Although the drop gives Federal Reserve officials’ room to pause as they debate whether to hike interest rates this year, some economists still forecast a rate hike in mid-2015. “Today’s news isn’t going to affect the timing of the Fed’s first rate hike. Fed officials have stressed that they expect this dip into deflation to be brief, and they are more focused on where the inflation rate will be in two years’ time, not where it is now. We still expect the first rate hike in June,” Paul Ashworth, chief North American economist at Capital Economics, said in a research note Thursday.

Weekly Jobless Claims

Weekly jobless claims, representing the number of Americans filing new claims for unemployment insurance, rose by the most in six weeks, climbing 31,000 last week to a seasonally adjusted 313,000, the U.S. Labor Department said Thursday. Economists had expected initial claims for unemployment benefits to increase by 7,000, to 290,000, for the week ended Feb. 21, according to Reuters. The jump in jobless claims paints a mixed picture of the health of the U.S. labor market, with data in the same series two weeks earlier showing such claims fell to their lowest level since April 2000.

Durable Goods Orders

Separately, durable-goods orders increased 2.8 percent in January, more than what economists had expected in the wake of a revised 3.7 percent decrease in December, the Commerce Department said Thursday. Economists use durable-goods orders as a key indicator for growth of the U.S. economy that measures the movement of big-ticket items, such as automobiles and kitchen appliances designed to last at least three years.

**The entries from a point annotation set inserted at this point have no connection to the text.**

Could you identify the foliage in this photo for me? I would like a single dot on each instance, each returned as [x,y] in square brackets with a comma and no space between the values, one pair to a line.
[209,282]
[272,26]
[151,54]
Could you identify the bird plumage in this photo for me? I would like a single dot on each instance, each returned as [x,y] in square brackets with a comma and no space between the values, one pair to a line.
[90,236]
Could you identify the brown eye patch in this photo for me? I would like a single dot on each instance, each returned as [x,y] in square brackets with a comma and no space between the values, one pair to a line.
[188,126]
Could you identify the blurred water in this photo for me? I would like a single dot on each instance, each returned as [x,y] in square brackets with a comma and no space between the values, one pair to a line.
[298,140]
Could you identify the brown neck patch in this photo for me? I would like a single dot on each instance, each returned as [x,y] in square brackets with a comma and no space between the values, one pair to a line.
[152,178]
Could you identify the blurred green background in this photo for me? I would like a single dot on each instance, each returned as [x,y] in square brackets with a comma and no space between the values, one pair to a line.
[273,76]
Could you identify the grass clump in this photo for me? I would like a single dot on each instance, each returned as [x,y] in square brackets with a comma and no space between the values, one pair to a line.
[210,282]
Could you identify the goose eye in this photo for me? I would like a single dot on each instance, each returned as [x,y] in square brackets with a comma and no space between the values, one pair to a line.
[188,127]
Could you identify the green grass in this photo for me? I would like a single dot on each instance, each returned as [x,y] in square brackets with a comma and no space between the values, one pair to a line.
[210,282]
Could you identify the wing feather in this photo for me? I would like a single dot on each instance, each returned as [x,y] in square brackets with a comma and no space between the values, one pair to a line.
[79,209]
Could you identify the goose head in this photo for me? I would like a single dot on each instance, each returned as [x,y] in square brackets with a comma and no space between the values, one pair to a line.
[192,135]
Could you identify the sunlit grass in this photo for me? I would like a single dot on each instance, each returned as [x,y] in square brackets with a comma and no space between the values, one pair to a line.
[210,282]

Nondefense capital-goods orders excluding aircraft, a closely watched measure used to assess plans for business investment, rose 0.6 percent in January, after falling a revised 0.7 percent in December. The rebound signaled demand by U.S. multinational companies picked up last month following three straight months of decline.

The subdued momentum of durable-goods orders has been blurred by volatility in aircrafts. Although durable-goods orders continue to move forward, the pace has slowed since last fall. “Our favored business-investment gauge points to moderate activity in early 2015 as a stronger dollar and sluggish global growth restrain activity. However, we see strong domestic fundamentals and expect activity to accelerate once international headwinds dissipate,” Gregory Daco, head of U.S. macroeconomics at Oxford Economics, said in a research note Thursday.